Materials and methods
Animals and dietary treatment
After an acclimation period, individually housed male Sprague–Dawley rats (250–274 g, Harlan, Indianapolis, IN, USA) were fed a LF diet (LFD; 5001, Lab diet, Richmond, IN, USA; 3.02 kcal g−1, 58% carbohydrate, 28.5% protein, 13.5% fat; n=15) or a HF diet (HFD; D12492, Research Diets, New Brunswick, NJ, USA; 5.24 kcal g−1, 20% carbohydrate, 20% protein, 60% fat; n=21) to induce obesity.26 Food intake and body weight were measured daily and adiposity measured three times weekly using an EchoMRI-700 nuclear magnetic resonance (NMR, Echo Medical Systems, Houston TX, USA). All experimental protocols were approved by the Vanderbilt Institutional Animal Care and Use Committee.
Insulin preparation
Det (Levemir; 100 U ml−1; Novo Nordisk, Bagsvaerd, Denmark) was freshly prepared daily in Det dilution media (140 mM NaCl, 70 p.p.m. Tween-20, 5 mM NaH2PO4, pH 7.4) and administered SC at 0.5 U kg−1 body weight in 250 μl.
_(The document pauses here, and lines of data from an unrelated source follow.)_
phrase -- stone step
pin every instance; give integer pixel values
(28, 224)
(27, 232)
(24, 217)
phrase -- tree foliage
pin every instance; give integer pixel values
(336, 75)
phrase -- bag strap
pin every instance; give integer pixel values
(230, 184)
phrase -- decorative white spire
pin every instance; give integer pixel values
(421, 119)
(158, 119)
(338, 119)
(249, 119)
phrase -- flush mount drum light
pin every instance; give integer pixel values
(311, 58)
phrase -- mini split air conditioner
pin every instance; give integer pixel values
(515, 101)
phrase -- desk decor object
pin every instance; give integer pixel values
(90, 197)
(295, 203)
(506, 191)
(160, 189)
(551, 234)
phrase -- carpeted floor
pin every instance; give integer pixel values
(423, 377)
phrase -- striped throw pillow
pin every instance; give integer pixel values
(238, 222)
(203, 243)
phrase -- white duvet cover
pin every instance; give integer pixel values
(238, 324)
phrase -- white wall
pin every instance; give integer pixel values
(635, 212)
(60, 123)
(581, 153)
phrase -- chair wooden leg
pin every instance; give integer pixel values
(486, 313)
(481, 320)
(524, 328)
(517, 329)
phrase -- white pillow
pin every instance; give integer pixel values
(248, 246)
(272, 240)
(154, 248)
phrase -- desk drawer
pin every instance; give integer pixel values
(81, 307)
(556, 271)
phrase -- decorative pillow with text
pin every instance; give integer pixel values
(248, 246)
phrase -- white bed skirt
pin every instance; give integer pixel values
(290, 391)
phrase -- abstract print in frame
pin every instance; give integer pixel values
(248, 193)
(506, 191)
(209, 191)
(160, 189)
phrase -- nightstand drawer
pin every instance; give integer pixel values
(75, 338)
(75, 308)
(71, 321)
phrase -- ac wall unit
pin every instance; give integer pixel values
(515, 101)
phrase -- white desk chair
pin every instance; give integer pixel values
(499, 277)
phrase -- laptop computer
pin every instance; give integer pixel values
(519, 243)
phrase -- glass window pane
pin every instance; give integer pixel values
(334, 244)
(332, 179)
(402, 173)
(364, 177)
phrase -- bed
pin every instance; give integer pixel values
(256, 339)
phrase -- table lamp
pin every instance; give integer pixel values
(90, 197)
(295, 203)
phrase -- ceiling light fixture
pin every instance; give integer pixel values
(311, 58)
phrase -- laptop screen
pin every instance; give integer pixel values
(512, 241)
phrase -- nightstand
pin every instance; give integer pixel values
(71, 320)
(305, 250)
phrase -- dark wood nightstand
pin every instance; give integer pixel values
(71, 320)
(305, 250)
Similarly, Glar (Lantus; 100 U ml−1; Sanofi-Aventis, Paris, France) was freshly prepared daily in Glar dilution media (1 ml contains 30 μg zinc, 20 mg of 85% glycerol, 20 μg Tween-20, pH 4.0) dosed SC at 0.2 U kg−1 body weight in 250 μl. Modestly, insulin resistant humans might use between 0.2–0.8 U basal insulin per kg body weight per 24 h (KD Niswender, personal experience). All the insulin was purchased from the Vanderbilt Outpatient Pharmacy (Nashville, TN, USA). Vehicle (Veh) treated rats received either Det dilution media or Glar dilution media in the same volume as the insulin treated groups (250 μl). Outcomes of both Veh groups were not different and were combined for presentation.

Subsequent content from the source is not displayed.